The Grant family's years at White Haven (1854-1859) were marked by struggle and hardship. Ellen Dent nevertheless maintained a strong confidence in her son-in-law's abilities. As political debates about slavery filled the newspapers and the newly-formed Republican Party campaigned on the idea of banning slavery's westward expansion in the summer of 1856, the Grants and Dents sat outside one day to discuss politics. According to Julia Grant, Ellen made a bold prediction: "My daughters, listen to me. I want to make a prophecy this Sunday afternoon. Remember what I say. That little man [Grant] will fill the highest place in this government. His light is now hid under a bushel, but circumstances will occur, and at no distant day, when his worth and wisdom will be shown and appreciated. He is a philosopher. He is a great statesman . . . I have been sitting on the piazza for the last half hour listening to those men talking without the least enlightenment on this important subject, until Captain Grant, in a few sentences, made the subject so clear and our duty so plain that I pronounce him a statesman and philosopher."

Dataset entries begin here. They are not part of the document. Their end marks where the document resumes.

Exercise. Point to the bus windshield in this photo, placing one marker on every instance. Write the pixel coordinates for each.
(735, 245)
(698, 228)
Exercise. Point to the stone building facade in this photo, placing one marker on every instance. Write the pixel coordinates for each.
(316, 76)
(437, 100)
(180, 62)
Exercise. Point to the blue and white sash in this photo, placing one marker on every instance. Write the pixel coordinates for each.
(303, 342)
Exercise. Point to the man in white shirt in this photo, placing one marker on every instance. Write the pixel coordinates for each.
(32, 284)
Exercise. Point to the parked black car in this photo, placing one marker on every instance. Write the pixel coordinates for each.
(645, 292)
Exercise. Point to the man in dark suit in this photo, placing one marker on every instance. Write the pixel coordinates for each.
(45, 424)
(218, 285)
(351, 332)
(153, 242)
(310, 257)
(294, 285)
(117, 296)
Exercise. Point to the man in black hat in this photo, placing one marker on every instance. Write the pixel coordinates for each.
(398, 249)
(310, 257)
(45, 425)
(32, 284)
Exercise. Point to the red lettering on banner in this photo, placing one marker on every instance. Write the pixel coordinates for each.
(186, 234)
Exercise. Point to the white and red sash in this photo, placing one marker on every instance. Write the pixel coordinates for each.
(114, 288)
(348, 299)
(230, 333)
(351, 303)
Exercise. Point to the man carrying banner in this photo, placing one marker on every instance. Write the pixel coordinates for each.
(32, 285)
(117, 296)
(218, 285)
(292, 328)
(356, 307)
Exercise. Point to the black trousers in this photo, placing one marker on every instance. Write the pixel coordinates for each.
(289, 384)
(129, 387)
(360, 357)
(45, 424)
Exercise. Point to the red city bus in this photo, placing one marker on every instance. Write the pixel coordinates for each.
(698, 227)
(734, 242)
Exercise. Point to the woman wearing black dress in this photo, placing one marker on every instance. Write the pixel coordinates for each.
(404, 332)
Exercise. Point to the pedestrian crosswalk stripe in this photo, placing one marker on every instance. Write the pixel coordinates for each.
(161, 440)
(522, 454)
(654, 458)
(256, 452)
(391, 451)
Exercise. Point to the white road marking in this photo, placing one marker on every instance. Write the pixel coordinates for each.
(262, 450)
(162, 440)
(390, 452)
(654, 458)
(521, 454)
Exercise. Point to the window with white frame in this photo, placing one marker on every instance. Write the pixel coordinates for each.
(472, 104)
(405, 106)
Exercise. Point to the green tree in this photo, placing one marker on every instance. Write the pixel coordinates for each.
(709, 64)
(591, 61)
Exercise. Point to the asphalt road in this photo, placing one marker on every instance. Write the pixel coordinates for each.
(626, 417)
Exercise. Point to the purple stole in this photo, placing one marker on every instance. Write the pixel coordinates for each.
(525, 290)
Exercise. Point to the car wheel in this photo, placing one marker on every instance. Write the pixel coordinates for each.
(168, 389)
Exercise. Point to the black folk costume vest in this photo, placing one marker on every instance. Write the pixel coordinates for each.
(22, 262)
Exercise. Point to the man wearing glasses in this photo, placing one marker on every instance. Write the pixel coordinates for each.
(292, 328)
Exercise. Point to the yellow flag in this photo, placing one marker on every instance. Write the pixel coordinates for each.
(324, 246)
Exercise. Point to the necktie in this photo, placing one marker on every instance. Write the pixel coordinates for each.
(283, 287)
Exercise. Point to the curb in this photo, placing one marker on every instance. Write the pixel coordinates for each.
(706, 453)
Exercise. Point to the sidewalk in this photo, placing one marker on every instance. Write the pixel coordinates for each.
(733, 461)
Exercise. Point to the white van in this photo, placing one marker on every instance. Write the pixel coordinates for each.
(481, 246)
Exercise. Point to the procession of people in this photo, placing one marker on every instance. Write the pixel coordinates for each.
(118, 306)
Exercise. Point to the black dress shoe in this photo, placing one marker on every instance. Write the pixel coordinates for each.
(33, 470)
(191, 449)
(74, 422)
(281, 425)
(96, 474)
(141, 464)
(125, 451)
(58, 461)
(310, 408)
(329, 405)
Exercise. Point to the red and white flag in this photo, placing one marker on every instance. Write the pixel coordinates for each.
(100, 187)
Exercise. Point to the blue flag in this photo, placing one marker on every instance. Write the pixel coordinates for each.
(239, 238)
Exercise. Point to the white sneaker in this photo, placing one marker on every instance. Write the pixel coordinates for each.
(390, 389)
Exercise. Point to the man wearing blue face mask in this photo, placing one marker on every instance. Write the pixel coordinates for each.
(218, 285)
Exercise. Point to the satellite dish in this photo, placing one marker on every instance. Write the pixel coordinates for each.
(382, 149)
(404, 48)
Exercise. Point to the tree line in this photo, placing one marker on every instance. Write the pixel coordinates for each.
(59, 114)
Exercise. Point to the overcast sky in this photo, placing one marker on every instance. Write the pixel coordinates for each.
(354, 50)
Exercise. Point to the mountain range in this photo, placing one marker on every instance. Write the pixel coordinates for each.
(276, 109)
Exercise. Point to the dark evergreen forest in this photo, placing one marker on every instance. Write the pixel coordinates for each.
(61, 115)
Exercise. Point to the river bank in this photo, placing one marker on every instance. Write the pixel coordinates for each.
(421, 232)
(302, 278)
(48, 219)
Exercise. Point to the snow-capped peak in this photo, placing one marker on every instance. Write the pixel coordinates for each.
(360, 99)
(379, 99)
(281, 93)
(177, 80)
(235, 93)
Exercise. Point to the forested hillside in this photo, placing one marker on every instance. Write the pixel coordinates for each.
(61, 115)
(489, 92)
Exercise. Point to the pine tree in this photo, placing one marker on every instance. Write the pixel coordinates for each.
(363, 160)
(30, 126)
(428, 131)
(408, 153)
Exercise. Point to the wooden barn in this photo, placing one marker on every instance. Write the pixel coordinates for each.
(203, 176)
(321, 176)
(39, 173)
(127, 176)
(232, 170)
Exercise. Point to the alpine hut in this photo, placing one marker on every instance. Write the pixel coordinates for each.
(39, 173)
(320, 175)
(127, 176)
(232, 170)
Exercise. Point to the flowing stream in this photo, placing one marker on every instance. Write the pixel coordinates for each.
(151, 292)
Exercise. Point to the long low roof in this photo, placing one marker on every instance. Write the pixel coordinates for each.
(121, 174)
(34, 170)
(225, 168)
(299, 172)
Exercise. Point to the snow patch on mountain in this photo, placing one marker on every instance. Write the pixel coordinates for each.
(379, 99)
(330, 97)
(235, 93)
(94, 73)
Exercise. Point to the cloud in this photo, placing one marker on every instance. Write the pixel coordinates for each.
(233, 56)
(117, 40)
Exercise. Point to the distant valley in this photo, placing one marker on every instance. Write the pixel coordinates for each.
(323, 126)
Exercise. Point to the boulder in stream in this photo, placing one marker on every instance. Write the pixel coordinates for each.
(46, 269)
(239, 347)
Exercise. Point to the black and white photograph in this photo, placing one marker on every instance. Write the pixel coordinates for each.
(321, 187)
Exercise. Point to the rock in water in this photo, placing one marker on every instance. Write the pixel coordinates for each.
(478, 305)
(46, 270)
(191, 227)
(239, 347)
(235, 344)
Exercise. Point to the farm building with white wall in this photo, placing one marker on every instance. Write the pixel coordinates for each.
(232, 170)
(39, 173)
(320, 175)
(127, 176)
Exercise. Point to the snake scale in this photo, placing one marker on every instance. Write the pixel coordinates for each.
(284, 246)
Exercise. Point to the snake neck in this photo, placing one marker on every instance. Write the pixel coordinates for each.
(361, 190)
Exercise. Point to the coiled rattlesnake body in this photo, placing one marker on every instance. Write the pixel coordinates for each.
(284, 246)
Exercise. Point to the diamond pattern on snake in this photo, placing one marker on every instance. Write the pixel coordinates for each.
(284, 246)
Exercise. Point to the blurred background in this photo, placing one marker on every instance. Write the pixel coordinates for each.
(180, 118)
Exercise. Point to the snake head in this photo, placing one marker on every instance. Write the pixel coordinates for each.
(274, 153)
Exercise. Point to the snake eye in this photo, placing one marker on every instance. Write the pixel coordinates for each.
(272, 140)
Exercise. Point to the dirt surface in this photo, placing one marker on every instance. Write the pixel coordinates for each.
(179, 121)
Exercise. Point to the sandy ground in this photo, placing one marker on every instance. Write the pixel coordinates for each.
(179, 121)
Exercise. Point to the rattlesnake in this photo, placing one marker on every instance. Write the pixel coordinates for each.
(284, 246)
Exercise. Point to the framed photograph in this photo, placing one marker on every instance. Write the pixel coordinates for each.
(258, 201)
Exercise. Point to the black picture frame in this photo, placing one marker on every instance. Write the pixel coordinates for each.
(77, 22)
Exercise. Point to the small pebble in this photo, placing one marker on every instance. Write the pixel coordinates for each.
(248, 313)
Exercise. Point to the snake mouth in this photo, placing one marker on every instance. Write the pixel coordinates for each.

Ellen Dent developed a severe upper respiratory illness in late 1856. Grant wrote to his father on December 28th that "Mrs. Dent has been at the point of death for the last two weeks, but is now much better and will recover." Unfortunately Grant's prediction was incorrect. Ellen Wrenshall Dent passed away on January 14, 1857 at the age of 63 from what was most likely tuberculosis. Nevertheless her "prophecy" about her son-in-law's future success became true.